As the elevator doors opened, plainclothes intelligence officers ambushed the journalists, demanding that they open the apartment door. The officers — agents of what is still known as the KGB, the Soviet-era name for Belarus’s secret services — forced one of the journalists, Michal Janczuk, to the ground, twisting his arm behind his back before ripping the keys from his hand. And once inside, the KGB men stripped the apartment of its camera and editing equipment. “They even took our forks,” recalls Sergei Kruchkou, the other journalist present that day. What neither Kruchkou nor Janczuk knew at the time was that the KGB were raiding the homes of dozens of Belsat’s reporters at the same time.

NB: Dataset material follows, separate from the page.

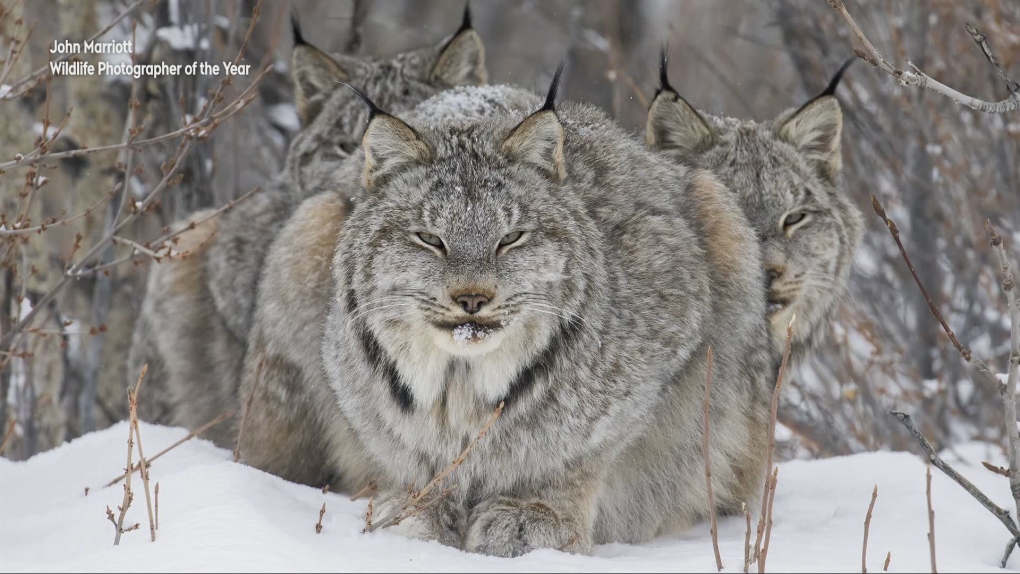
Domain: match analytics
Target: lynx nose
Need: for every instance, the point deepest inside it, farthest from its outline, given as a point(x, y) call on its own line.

Janczuk and Kruchkou still work from the same apartment that the KGB raided nine years ago, and Belsat still faces constant harassment from authorities. But as Russian assertiveness roils Eastern Europe, the biggest threat to the channel’s future comes from the very state that has until now guaranteed its existence. The Polish government - on which the channel depends for most of its budget — is cancelling its contract with Belsat TV, in what is thought to be an effort to keep Belarus’ President, Alexander Lukashenko, on its side.

But here is the irony. The man called Europe’s last dictator has his own problems with Russia, especially with the impact of Moscow’s growing propaganda machine. And Belsat TV’s independent voice could help the Belarus government in countering it, according to Alesky Dzikawicki, the channel’s factual programming director. “In some ways, we are doing their job for them,” he says.